In response, the BBC said: “We are disappointed that the Chinese authorities have decided to take this course of action. The BBC is the word’s most trusted international news broadcaster and reports on stories from around the world fairly, impartially and without fear or favour.”
The ban is yet another sign of deteriorating relations between the UK and China, one of the UK’s main trading partners. Relations have plummeted due to the imposition of new Chinese security laws in Hong Kong, a former UK colony, and a broader crackdown on dissidents. The UK has placed new restrictions on Chinese investment, and UK politicians are increasingly arguing that a policy of engagement with China has failed.
The British foreign secretary, Dominic Raab, called the move “an unacceptable curtailing of media freedom” that would “only damage China’s reputation in the eyes of the world”.

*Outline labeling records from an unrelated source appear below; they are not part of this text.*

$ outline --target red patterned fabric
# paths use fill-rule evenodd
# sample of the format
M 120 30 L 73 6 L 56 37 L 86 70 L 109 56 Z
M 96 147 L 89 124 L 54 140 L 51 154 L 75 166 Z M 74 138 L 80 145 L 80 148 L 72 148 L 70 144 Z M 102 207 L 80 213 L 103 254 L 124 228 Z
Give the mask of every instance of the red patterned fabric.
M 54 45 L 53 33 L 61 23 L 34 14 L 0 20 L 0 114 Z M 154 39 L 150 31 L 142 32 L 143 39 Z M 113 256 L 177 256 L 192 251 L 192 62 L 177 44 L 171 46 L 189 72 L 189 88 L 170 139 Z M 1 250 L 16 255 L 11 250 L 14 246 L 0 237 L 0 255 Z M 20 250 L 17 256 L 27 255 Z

In recent weeks the Chinese government has criticised BBC reports on the the Covid-19 pandemic in China and allegations of systematic rape, sexual abuse and forced labor in the Xinjiang region, home to Uighurs and other predominantly Muslim ethnic groups.
“As the channel fails to meet the requirements to broadcast in China as an overseas channel, BBC World News is not allowed to continue its service within Chinese territory,” the Radio and Television Administration said, adding that it would not accept the BBC’s broadcast application for the next year.
After a recent report that featured horrific allegations of sexual assault and torture in Xinjiang, Chinese officials said the claims were “wholly without factual basis” and accused the BBC of using actors to spread “false information”.
The BBC is already generally not viewable in China outside of some hotels, businesses and residential compounds for foreigners. It was not immediately clear if the ban would affect reception in those facilities.
The Chinese action is also a response to the decision this month by Britain’s communications watchdog, Ofcom, to revoke the broadcast licence for CGTN, China’s English-language satellite news channel.
Ofcom cited the links between the channel and China’s ruling Communist party. The channel had previously been rebuked by Ofcom for broadcasting the alleged forced confession of a British prisoner in China, and for biased coverage of Hong Kong’s democracy movement.
On the day of the Ofcom ruling, a Chinese foreign ministry spokesperson accused the watchdog of acting on “political grounds based on ideological bias” and warned that China reserved the right to respond to protect the rights and interests of Chinese media.
CGTN said Ofcom had been “manipulated by extreme rightwing organisations and anti-China forces”.
Losing its British broadcasting licence was a blow for CGTN since the channel acted as its European operations hub in west London, and some kind of reprisal against the BBC was seen as inevitable.
Nevertheless, the swift Chinese response was condemned across the political spectrum in the UK. The Liberal Democrats’ foreign affairs spokesperson, Layla Moran, said: “The role of media outlets such as the BBC is crucial to ensuring high-quality reporting of events around the world. What is happening to the Uighurs in Xinjiang is a genocide, and silencing the BBC for reporting on it shows that the Chinese government has no intention on stopping its appalling human rights abuses”.
Yasmin Qureshi, a member of the Inter-Parliamentary Alliance on China UK, said “The decision to ban the BBC from airing in China is yet another example of the intolerance that the Chinese government has towards those who reveal the truth about its authoritarian rule.”